In this project, various aspects of parallel processing will be explored using a new generation of CPU/GPU integrated board. We use NVIDIA’s Jetson X2. This new GPUs makes it possible to cluster the GPU nodes for different scale of parallel processing. Various applications running over X2 will be investigated including graph processing and neural network training using the Tensorflow framework. Graph processing can take advantage of processor heterogeneity to adapt to structural data patterns. The overall aim of graph processing can be seen as scheduling irregular tasks to optimise data-parallel heterogeneous graph processing, by analysing the graph at runtime and dispatching graph elements to appropriate computation. Various task scheduling strategies over NN applications could be explored such as mixture of model parallelism and data parallelism.

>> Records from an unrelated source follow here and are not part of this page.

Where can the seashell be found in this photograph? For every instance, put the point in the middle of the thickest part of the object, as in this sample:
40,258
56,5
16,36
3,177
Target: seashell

In comparison to the above approach, several types of GPU machines in cluster computing environment will be explored. Furthermore, our recent work, BOAT [1], could be used for optimisation of complex parameter space.

[1] V. Dalibard, M. Schaarschmidt, and E. Yoneki: BOAT: Building Auto-Tuners with Structured Bayesian Optimization, WWW, 2017.  https://github.com/VDalibard/BOAT.

10. Building Graph Query Function using Functional Programming

Contact: Eiko Yoneki

Demand to store and search of online data with graph structure is emerging. Such data range from online social networks to web links which requires efficient query processing in a scalable manner. In this project, you will build a graph query function (layer) to achieve efficient graph data processing. The graph query function builds on a lazy graph loaded from multiple sources and performs queries at the same speed or faster than a relational database. The function should be written in Clojure or another functional language to support practical lazy loading from data source to an in-memory graph database. Efficient representations for graph queries should be also investigated. The evaluation includes comparisons with existing Graph Database and the query capability comparing with SQL. You could start the project by our existing work in this area.

[1] Microsoft Research, “Trinity project: Distributed graph database,” https://research.microsoft.com/en-us/projects/trinity/

[2] Neo Technology, “Java graph database,” https://neo4j.org/

11. Approximate Algorithms Determining Local Clustering Coefficients Anonymously

Originator/Supervisor: Eiko Yoneki (with Amitabha Roy in Google)

Keywords: Sampling, Approximation, Privacy, Cluster Coefficient

Anonymous social networks are a new phenomenon in an increasingly privacy conscious world. A natural question to ask in this setting is whether we can continue to apply known principles of network science in such settings where neighbourhood information is concealed both between nodes and external observers. This project is to work on approximate algorithms that determines clustering coefficient in such settings. Clustering coefficients provide a way to relatively order nodes by importance in a network, determine densely connected neighbourhoods and distinguishing social graphs from web graphs. Algorithms to measure clustering coefficients have hitherto required global knowledge of graph links. This requires individual nodes in the graph to give up the identity of their neighbours. This project investigates an algorithm for estimating the clustering coefficient of a vertex by exchanging only anonymised set summaries of neighbours, from which it is difficult to reverse engineer individual links. The bulk of the project will consist of working on and improving sampling techniques to arrive at accurate local clustering coefficients without exchanging explicit neighbour lists in social networks .

[1] P. Flajolet, Eric Fusy, O. Gandouet, and et al. Hyperloglog: The analysis of a near-optimal cardinality estimation algorithm. In Proceedings of the International Conference on Analysis of Algorithms, 2007.